Researchers identified 1,803 cases of community acquired pneumonia (CAP) in a cohort of type 2 diabetes patients. They garnered their data from a longitudinal population-based database managed by the Spanish Agency for Medicines and Medical Devices, that collates medical records of over 5,000 care physicians throughout Spain.

Most participants (n=1,774) were matched with 10 controls based on age, sex and calendar year. For 29 cases the matching criteria were softened using larger intervals for age.

Results showed that compared with current use of metformin + sulfonylurea, the use of thiazolidinediones + metformin was associated with an increased risk of CAP (adjusted OR 2.48, 95% CI 1.40–4.38). Furthermore, the post-hoc analysis found that compared to metformin + sulfonylureas, the risk of CAP was higher with any combination that included a thiazolidinedione (OR 2.00 95% CI 1.22–3.28). 

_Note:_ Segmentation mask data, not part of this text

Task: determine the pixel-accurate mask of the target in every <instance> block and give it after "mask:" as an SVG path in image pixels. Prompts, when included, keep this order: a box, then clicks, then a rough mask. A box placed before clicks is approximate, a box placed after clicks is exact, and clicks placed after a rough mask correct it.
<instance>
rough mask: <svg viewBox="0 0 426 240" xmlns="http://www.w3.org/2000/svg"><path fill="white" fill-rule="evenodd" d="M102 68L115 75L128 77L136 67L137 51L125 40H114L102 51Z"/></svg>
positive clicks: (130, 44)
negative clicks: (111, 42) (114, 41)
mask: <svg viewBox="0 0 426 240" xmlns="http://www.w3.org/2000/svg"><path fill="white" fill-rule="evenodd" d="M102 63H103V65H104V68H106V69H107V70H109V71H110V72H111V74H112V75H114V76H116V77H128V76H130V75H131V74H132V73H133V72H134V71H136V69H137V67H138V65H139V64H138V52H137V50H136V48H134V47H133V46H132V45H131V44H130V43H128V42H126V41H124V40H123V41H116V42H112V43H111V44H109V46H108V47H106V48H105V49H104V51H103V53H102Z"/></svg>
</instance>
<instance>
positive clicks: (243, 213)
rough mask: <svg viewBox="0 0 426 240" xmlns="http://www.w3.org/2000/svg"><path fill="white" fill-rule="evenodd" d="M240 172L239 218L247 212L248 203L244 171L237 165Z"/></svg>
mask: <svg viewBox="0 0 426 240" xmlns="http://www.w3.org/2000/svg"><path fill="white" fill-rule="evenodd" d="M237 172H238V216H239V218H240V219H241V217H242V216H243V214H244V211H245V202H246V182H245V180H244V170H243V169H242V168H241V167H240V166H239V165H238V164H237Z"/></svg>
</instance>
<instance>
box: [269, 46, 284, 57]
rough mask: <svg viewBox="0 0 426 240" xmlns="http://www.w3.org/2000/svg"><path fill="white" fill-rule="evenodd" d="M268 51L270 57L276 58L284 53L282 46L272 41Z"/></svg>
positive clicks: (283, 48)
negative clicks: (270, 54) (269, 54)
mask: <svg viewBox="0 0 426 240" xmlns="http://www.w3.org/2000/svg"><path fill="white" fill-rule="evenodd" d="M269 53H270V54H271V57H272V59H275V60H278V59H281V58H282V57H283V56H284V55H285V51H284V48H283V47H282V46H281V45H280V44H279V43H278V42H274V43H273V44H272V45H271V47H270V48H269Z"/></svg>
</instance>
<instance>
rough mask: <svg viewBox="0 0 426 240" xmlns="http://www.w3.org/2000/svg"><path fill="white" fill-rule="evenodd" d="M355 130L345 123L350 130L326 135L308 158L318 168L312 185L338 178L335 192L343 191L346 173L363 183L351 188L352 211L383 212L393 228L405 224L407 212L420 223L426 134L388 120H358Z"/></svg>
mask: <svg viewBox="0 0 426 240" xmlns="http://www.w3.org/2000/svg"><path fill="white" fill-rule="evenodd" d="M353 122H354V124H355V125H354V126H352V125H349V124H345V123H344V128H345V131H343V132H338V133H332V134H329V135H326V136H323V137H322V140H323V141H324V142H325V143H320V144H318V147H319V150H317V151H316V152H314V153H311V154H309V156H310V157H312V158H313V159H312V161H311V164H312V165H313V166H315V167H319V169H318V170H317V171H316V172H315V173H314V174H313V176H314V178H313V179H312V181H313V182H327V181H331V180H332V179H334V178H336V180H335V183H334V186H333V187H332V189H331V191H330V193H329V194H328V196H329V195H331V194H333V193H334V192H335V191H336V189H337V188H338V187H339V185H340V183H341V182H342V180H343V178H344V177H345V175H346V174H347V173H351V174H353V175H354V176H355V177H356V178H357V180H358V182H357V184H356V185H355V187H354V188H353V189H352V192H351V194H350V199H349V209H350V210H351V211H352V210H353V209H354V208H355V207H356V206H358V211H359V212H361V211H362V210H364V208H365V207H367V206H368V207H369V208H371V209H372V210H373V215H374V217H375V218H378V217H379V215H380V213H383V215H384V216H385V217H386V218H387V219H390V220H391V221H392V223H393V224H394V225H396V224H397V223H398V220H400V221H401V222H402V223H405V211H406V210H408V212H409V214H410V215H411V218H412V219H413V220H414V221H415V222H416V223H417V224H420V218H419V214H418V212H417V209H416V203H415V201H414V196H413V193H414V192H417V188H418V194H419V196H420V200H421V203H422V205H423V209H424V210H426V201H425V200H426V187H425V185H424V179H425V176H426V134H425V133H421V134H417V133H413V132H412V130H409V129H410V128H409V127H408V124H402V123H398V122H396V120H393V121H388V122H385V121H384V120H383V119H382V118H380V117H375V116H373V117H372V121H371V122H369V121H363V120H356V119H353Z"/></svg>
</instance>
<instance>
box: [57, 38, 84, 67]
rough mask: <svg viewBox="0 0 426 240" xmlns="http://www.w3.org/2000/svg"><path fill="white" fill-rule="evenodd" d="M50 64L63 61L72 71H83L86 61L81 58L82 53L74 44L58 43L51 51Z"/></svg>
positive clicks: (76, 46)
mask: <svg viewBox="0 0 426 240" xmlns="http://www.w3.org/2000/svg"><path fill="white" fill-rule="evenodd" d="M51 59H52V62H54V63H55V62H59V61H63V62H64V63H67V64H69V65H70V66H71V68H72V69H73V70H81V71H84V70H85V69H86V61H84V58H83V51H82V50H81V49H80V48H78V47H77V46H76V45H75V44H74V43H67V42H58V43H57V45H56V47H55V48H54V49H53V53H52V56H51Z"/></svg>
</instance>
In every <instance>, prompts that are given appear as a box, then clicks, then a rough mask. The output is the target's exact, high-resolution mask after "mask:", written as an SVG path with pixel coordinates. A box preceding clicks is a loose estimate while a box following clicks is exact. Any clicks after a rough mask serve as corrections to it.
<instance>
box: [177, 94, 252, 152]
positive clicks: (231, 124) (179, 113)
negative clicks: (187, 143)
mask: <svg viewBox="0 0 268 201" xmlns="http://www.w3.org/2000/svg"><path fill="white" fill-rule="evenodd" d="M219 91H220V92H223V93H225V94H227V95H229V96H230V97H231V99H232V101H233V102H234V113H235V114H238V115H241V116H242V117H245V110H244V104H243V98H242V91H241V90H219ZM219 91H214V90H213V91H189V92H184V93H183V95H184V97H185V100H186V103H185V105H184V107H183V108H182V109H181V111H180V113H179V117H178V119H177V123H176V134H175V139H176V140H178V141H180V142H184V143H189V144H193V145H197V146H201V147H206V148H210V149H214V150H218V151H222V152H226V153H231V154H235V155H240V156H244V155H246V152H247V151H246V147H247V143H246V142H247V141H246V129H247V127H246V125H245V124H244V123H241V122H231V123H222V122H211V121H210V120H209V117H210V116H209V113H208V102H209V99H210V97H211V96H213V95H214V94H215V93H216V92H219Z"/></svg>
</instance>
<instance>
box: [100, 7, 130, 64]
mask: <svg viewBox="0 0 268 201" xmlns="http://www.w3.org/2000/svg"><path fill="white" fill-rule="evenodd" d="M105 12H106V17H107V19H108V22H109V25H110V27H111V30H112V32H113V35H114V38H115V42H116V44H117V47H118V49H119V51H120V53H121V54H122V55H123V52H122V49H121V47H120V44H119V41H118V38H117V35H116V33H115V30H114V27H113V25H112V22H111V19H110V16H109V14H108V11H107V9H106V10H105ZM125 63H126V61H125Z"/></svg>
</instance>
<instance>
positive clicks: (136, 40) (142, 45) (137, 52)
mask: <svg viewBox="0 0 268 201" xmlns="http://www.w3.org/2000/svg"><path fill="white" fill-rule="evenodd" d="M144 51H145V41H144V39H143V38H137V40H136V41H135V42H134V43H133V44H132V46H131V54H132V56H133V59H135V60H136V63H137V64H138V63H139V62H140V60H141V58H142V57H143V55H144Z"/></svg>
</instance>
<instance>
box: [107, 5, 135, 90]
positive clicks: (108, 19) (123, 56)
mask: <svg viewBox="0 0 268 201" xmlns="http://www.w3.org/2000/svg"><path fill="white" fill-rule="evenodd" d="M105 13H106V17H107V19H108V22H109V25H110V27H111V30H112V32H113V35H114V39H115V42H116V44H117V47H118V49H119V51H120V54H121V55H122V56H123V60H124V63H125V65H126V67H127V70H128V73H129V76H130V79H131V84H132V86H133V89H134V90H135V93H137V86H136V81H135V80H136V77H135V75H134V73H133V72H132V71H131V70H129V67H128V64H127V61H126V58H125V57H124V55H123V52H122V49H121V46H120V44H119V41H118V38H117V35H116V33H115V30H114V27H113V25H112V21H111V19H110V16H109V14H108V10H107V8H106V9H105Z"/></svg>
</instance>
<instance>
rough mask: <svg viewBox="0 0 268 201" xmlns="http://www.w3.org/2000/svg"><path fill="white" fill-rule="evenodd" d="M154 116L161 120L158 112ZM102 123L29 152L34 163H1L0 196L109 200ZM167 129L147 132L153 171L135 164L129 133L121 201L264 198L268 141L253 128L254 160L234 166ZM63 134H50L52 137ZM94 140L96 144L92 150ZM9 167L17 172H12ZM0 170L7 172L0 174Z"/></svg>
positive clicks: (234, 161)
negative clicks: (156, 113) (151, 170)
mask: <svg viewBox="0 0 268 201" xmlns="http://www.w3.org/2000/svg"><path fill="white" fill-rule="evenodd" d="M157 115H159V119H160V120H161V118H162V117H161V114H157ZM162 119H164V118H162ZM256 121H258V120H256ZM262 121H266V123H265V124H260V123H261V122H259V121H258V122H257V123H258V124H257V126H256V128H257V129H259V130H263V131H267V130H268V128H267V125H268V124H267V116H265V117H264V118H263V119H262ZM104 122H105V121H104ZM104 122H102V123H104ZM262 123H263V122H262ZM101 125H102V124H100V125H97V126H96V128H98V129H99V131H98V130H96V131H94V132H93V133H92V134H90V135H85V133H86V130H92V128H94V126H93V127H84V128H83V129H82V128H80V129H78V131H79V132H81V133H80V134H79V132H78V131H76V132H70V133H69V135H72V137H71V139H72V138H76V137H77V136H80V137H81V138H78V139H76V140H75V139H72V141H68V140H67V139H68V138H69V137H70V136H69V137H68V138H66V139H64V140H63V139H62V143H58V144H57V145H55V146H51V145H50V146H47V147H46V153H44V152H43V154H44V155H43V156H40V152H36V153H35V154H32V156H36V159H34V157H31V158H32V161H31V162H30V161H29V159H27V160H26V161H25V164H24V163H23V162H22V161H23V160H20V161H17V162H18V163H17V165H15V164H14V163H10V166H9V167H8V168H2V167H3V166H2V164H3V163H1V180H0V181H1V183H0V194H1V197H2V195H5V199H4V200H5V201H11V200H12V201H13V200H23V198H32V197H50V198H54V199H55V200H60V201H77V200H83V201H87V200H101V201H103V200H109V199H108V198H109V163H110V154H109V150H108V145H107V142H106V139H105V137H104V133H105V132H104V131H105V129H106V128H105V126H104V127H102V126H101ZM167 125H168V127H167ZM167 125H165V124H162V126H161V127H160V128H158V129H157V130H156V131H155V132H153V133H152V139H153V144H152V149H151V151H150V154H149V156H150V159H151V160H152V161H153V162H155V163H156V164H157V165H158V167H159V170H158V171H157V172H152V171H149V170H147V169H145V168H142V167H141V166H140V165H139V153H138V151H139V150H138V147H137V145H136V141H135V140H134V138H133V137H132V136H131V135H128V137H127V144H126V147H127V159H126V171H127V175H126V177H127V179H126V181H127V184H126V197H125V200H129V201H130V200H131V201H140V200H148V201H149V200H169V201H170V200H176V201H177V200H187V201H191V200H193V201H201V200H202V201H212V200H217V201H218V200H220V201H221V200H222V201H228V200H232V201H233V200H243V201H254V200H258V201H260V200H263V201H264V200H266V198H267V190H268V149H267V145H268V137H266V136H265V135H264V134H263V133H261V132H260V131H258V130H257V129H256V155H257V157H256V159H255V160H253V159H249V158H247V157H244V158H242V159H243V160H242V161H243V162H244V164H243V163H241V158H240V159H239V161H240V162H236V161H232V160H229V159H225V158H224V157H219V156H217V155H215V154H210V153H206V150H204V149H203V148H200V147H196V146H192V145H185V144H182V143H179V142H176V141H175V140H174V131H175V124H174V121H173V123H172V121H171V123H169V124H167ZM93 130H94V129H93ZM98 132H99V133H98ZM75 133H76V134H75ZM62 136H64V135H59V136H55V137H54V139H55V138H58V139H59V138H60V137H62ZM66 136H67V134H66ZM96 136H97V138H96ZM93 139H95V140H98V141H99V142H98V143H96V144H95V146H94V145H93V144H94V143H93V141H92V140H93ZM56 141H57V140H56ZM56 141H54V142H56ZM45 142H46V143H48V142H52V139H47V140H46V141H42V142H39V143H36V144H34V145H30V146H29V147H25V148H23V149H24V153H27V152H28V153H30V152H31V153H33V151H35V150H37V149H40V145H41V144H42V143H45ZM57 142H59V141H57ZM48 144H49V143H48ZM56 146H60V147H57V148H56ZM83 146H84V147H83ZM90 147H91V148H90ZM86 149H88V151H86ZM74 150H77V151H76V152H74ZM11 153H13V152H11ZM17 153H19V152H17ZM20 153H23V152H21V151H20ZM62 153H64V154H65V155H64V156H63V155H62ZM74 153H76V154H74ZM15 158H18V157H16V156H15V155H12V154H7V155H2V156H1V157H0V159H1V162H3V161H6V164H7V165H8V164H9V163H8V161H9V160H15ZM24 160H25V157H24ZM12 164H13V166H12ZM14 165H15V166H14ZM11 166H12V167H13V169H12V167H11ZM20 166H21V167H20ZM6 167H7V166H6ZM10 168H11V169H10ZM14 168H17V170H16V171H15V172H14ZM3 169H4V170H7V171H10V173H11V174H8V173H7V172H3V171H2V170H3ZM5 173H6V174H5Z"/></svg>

For dipeptidyl peptidase-4 inhibitors (DPP-4 inhibitors) there was no statistically significant difference for CAP found compared to metformin + sulfonylureas. In addition, when comparing any oral antidiabetic monotherapy with metformin, no difference was seen in the incidence of CAP.

The investigators hypothesized that the increase in risk of pneumonia may occur through the reduced function of immune cells instigated by thiazolidinediones which are peroxisome proliferator-activated receptor gamma (PPARγ) agonists. These glucocorticoid-like effects in the respiratory tract may lead to an increased risk of infection.

The findings are generalizable to primary care patients with diabetes, according to the authors, due to the nature of community-wide coverage of the database that was analyzed.